Mills v. Sweeney, 219 N.Y. 213 (1916)
A municipality cannot enact ordinances for public policy referendums without explicit legislative authority, as such power is not implied from general welfare clauses and is reserved to the state legislature.
Summary
This case concerns a taxpayer’s action to prevent the City of Buffalo from spending public funds to publish election notices for a public policy referendum authorized by a city ordinance. The New York Court of Appeals addressed whether the city’s common council had the authority to enact such an ordinance under the city charter’s general welfare clause. The Court held that the general welfare clause did not grant the power to enact an ordinance involving a referendum, as the state legislature reserves the power to deal with referendums directly and in express terms. The ordinance was deemed invalid, and the injunction against publishing the notices was upheld.
Facts
- The City of Buffalo’s common council enacted an ordinance allowing for public policy questions to be submitted to voters via referendum upon petition by 5% of registered voters or by a resolution of the Common Council.
- The ordinance required the city clerk to publish notices of the referendum questions in daily newspapers.
- A taxpayer brought an action to restrain the expenditure of public money to publish the election notices, arguing the ordinance was illegal.
Procedural History
- The lower court ruled in favor of the taxpayer, enjoining the city from publishing the notices.
- The Appellate Division certified questions to the New York Court of Appeals regarding the common council’s power to enact the ordinance and whether subsequent legislative enactments ratified it.
Issue(s)
- Whether the common council of the City of Buffalo had the power to enact an ordinance providing for public policy referendums based on the city charter’s general welfare clause.
- Whether the ordinance had been ratified by subsequent legislative enactments.
Holding
- No, because the general welfare clause does not grant the common council the authority to enact ordinances involving referendums; this power is reserved to the state legislature.
- No, because the subsequent legislative enactments did not validate the ordinance, as a void ordinance cannot be ratified in such a manner.
Court’s Reasoning
The Court reasoned that the general welfare clause of the city charter, which allowed the Common Council to enact ordinances “for the good government of the city,” did not implicitly grant the power to create a referendum process.
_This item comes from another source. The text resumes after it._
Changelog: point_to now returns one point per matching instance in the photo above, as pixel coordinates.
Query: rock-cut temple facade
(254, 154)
The Court emphasized that when the state legislature intends to allow for referendums, it does so explicitly, citing examples in the General City Law, Town Law, Liquor Tax Law, and Village Law. The Court also noted that the city’s charter already contained specific provisions for referendums under certain circumstances, implying that these provisions were exclusive. The Court pointed out the broad and indefinite nature of the ordinance, allowing for potentially useless public action invoked by a small proportion of voters. The court argued that allowing such an ordinance would permit municipalities to infringe upon the spirit and policy of the state, particularly concerning elections. Furthermore, the court cited Dillon’s Municipal Corporations, stating that a municipal corporation cannot adopt bylaws that infringe the spirit or are repugnant to the policy of the state as declared in its general legislation. Regarding ratification, the Court found that the ordinance, being enacted without authority, was void from the start and could not be validated by subsequent general legislative enactments. The Court clarified that it did not question the legislature’s power to provide for advisory referendums but only held that the legislature had not delegated such power to the Buffalo Common Council. The Court emphasized, “All we hold in the present case is that it has not delegated the power to provide for such a referendum in Buffalo to the common council of that city. It certainly has not done so in express terms; and we think it equally clear that it has not done so by implication.”